İkincisi, belki en önemlisi  hedef bölgenin nüfus yapısıdır. Balkan savaşları ile ilgili analizlere bakın, birçok tarihçi  o bölgelerin savunulamadığını, bazı şehirlerin tek kurşun atmadan teslim olduğunu yazar. Doğru ama eksiktir. Balkanlarda hiç bir zaman nüfus çoğunluğu Türklerin eline geçmemiştir. Bir yerde azınlık olmak, orayı sahiplenme ve vatanlaştırma hissini zayıflatır. Azınlık olanda kalıcılık değil, geçicilik duygusu hakimdir. Osmanlı yeterli bir iskan ve nüfus politikası uygulasaydı muhtemelen Balkanların kaderi farklı olacakı. Bu örnek,bir bölgede nüfus çoğunluğunu kaybetmenin ne ve nelere sebep olacağını gösteren  tarihin önümüze koyduğu bir derstir. 

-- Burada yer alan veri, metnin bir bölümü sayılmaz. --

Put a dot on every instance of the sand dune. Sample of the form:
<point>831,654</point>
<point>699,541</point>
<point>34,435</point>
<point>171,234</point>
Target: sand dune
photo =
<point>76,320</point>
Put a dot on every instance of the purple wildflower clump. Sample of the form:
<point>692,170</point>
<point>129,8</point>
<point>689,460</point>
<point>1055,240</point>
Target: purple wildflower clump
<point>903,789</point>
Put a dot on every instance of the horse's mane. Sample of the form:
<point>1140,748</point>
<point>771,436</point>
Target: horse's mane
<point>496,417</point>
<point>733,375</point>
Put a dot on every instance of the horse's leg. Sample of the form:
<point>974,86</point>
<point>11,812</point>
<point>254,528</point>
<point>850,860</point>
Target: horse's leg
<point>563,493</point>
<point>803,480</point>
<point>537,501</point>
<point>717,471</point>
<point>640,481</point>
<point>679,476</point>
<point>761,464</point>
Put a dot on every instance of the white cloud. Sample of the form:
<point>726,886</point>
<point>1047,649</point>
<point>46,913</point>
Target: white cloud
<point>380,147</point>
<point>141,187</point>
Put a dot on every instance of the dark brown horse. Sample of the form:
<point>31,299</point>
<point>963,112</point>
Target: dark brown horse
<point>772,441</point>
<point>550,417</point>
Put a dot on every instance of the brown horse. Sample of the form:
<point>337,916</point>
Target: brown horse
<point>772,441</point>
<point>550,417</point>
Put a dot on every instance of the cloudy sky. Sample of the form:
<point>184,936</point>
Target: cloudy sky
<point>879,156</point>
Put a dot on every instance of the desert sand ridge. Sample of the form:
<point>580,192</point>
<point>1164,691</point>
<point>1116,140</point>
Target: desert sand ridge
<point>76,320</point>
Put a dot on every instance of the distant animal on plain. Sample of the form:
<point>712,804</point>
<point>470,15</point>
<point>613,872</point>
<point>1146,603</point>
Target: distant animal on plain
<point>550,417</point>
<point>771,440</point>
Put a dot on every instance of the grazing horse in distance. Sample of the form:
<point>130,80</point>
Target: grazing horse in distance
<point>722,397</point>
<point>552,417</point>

Bir başka önemli nokta,  sorunlu bölgenin sınıra yakın olması ve sınırın ötesinde etnik akrabalarının bulunmasıdır. Bu tip bölgelerde örgütler hem sınır ötesinde kolay üstlenme imkanı bulmakta, hem de sınır ötesindeki gelişmelerden etkilenmektedir.Rus-Ukrayna savaşı üzerine sık sık farklı yorumlar yapılıyor. Rusya'nın Ukrayna'ya saldırısının sebebi, Ukrayna'nın NATO'ya girmek istemesi, Rusya'nın sınırında -düşman- bir güç istememesidir. Bugün Türkiye de güney sınırında bir terör devleti ile karşı karşıyadır ve bu yapılanma ülke içi unsurları da etkilemektedir.Rusya'nın Ukrayna karşısında gösterdiği savaş gerekçesi ,bugün Türkiye'nin kendi sınırlarındaki  örgüt devletine karşı da geçerlidir.

Bunlara ilave olarak merkezi yönetimin zayıflaması da bölücüleri kışkırtan, bölünmeyi tetikleyen  unsurlardan biridir.Esat güçlüyken PKK yer altında ve sinik vaziyetteydi, Esat zayıflatılınca PKK korkularından sıyrılarak sahneye çıktı.  Güç zaafı ve  siyasi istikrarsızlık örgütlerin moral motivasyonlarını güçlendirir. Sovyetlerin dağılması da böyle bir sürecin sonucudur; merkezi yönetimin zayıflaması, farklı ulus ve toplulukları bir arada tutma kudret ve kapasitesini kaybetmesine yol açmış, Sovyetler parçalanmıştır. Bu zayıflık askeri olabileceği gibi yönetenlerin gafletleri, zaafları, özgür hareket etme kabiliyetlerini kaybetmeleri veya çıkarlarını dış güçlerle birleştirmeleri, yani ihanet olabilir.

'Bir ülke nasıl bölünmez' sorusunun cevabı da, işte bütün bunlara karşı tedbir almak yani, dil birliği, yeni bir nüfus ve iskan politikası, sınır ötesi temizlik ve halkla bütünleşmiş adil, demokratik,güçlü devlet yönetiminin varlığı ile mümkündür.